Di questa tenzone ormai non ci si ricorda quasi più, ma in effetti ci fu anche un referendum (nel giugno 1995) che proponeva l'estensione a tutti i comuni del sistema "a turno unico" rimasto valido per i Comuni con popolazione inferiore a 15.000 abitanti: i NO furono il 50,6%, e quindi la proposta non passò.

Il Tatarellum mirava quindi, fra l'altro, a rendere poco conveniente una politica delle mani libere della Lega, per quanto nel momento della sua approvazione finale il primo Governo Berlusconi fosse in effetti già caduto. Penso che poi, con la stabilizzazione bipolare realizzatasi nel periodo 1996-2008, questo punto di contenzioso abbia diminuito la sua importanza relativa (e la sua "vantaggiosità" per l'uno o l'altro schieramento).
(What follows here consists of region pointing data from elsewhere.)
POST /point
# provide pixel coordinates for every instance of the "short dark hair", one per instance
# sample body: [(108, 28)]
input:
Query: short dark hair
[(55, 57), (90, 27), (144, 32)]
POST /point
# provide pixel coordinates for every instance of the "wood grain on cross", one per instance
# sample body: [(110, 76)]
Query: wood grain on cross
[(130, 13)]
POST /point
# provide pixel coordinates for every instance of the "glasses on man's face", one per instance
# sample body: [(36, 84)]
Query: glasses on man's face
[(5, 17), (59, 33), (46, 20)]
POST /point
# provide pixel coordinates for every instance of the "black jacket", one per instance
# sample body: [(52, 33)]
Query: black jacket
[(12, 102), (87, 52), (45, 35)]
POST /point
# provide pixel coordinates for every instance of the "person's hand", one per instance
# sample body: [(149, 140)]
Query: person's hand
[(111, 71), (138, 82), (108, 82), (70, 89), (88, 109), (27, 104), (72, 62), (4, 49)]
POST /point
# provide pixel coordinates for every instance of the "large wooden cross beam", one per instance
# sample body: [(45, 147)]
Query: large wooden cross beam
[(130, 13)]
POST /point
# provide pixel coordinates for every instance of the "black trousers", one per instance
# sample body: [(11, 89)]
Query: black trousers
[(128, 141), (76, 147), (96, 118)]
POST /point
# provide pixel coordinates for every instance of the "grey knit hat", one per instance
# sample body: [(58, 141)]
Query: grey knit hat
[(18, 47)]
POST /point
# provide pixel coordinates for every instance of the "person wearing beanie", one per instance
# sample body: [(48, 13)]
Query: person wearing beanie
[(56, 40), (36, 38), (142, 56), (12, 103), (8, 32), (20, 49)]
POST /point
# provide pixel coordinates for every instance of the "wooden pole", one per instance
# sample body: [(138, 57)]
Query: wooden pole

Ora, con il nuovo smandrappamento e riassemblemanto delle formazioni e degli schieramenti, post-2008, non saprei se possano esistere le condizioni per una riconsiderazione della materia.

Invece di un'altra cosa sono più convinto: non è opportuno introdurre un sistema di collegi uninominali nelle elezioni locali (ma neanche in quelle nazionali - su questo tralascio in questo momento). Il motivo sta principalmente in due considerazioni di base: (1) è preferibile mantenere un sistema di maggioranze-opposizioni consiliari basato sulla rappresentanza proporzionale "corretta" piuttosto che trovarsi con "ondate destrone" in certi Consigli, e "ondate sinistrone" in altri, senza (o quasi) rappresentanza dell'opposizione (farsi una picture mentale di Milano e Bologna), (2) sono convinto che il collegio uninominale non si addice alle relazioni politico-sociali "immanenti" al comportamento delle persone nel notro Paese, e per dirla tutta neanche "preferibile" in astratto, per quanto io stesso abbia votato a suo tempo per la sua introduzione nel 1993. 

Non faccio una dissezione di queste mie opinioni adesso, anche se sono a disposizione per discussioni nel merito.